Global finance lost in cyberspace

High-speed trading and cloud computing have far outrun government oversight and control. For years, I have documented how often science and technology leap ahead of politicians and bureaucrats. Usually, citizens and their groups sound the alarm because they feel the impacts first: job losses, pollution, identity theft, ponzi schemes, and worthless investment advice.

The latest runaway technologies are those now driving the cyberspace communications revolution: the Internet, high-frequency trading, money-laundering, offshore finance in the global casino, loss of privacy, corporate-controlled personal data on Facebook or on servers now in the clouds.

Some examples:
*The New York Stock Exchange handles one third of the world's stock trading (22 billion messages a day), while over 60 percent of all transactions are computerised as high-frequency trading allows for thousands of trades per second. This led to the “flash crash” of May 2010 when stocks of listed companies plummeted. Accenture, for example, fell from $40 a share to pennies in a few minutes, though it did recover later. The US regulator — the Security and Exchange Commission — complained they were out-gunned, out-spent, and out-smarted in this new computerised technological arms race.

* In 2011, the cable company Hibernia Atlantic spent $300 million on a new transatlantic cable to shave 6 milliseconds off the current 65 millisecond transmission time between New York and London. G20 “sherpas” and UK bank regulators Adair Turner and Andrew Haldane question the social value of such trading activity. Needless to say, retail investors are fleeing these financial casinos.

*The 500-plus institutional investors at the UN Environmental Programme Finance Initiative (UNEP-FI) Tipping Point Roundtable in Washington voiced many of the same worries. Co-chair Paul Clements-Hunt warned that “the disconnect between grassroots economic realities and financial markets erodes the trust that binds us together.”

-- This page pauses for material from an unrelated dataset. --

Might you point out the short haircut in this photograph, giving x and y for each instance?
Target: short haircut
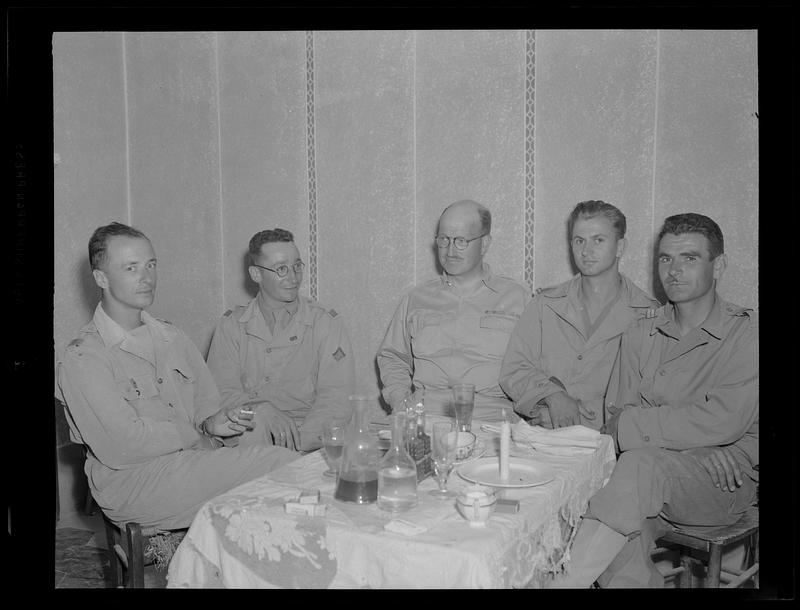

Co-chair Barbara Krumsiek, CEO of Calvert Investments, added, “Economic policies must move in a direction that balances the needs of all stakeholders.” The UN-backed Principles for Responsible Investing (to which Ethical Markets is a signatory member) set a higher ethical bar, but many see a lack of sanctions, vetting and enforcement.

* While government regulators fall further behind, new evidence of the concentration of corporate and financial power was finally mapped by complexity systems analysts at the Zurich-based Swiss Federal Institute of Technology, leaders in the field of technology assessment.

They revealed a core of 43,000 transnational corporations, all tightly interlinked, with 147 (ie, less than 1 per cent) controlling 40 per cent of the global wealth network. This study closely tracks with the 2011 Global Wealth published by Credit Suisse. These findings are echoed by Nicholas Shaxson in “Treasure Islands”, which explores offshore finance in tax havens, and the 2011 World Bank report "The Puppet Masters" on how corporate structures hid financial manipulation and stolen assets.

Once again, citizens and their civil society organisations (CSOs) are ahead of governments and academia in forcing reforms: Occupy Wall Street, which is worldwide and the most visible, as well as Global Witness, Tax Justice, Global Financial Integrity, and New Rules for Global Finance, to name a few.  Business guru Don Tapscott, author of Macrowikinomics and endorser of Ethical Markets’ Green Transition Scoreboard, quotes an Occupy Wall Street sign: “This is not a recession.  It's a robbery!”  He calls for Three Principles for a New Wall Street, viewing the irresponsible behaviour of bankers and financiers as unacceptable.

Will we humans be able to regain control over our technological inventions or will they dominate us as in science fiction dystopias? Daniel Kahneman brings us up to date in his “Thinking Fast and Slow”. Kahneman and the late Adam Tversky, co-founders of behavioural and decision-making research, demolished the core assumption in economics that we humans are rational decision-makers. An embarrassed Nobel committee acknowledged psychologist  Kahneman with the Bank of Sweden Prize in Economics.

Macroeconomics methods are now threadbare and daily sinking further into disrepute. Mainstream economics orthodoxy still disempowers us by claiming that markets come from God's “invisible hand” rather than human ingenuity. Mathematicians John Geanakoplos of Yale and Doyne Farmer of the Santa Fe Institute confirm the economists’ blindness.

They call for lowering discount rates used by short-term-focused economists which ignore future events. I and many other ecologists and systems analysts have pointed out for decades how discount rates short-change future generations (Real Economies and the Illusions of Abstraction).

Can we learn to master our tools? The jury is still out!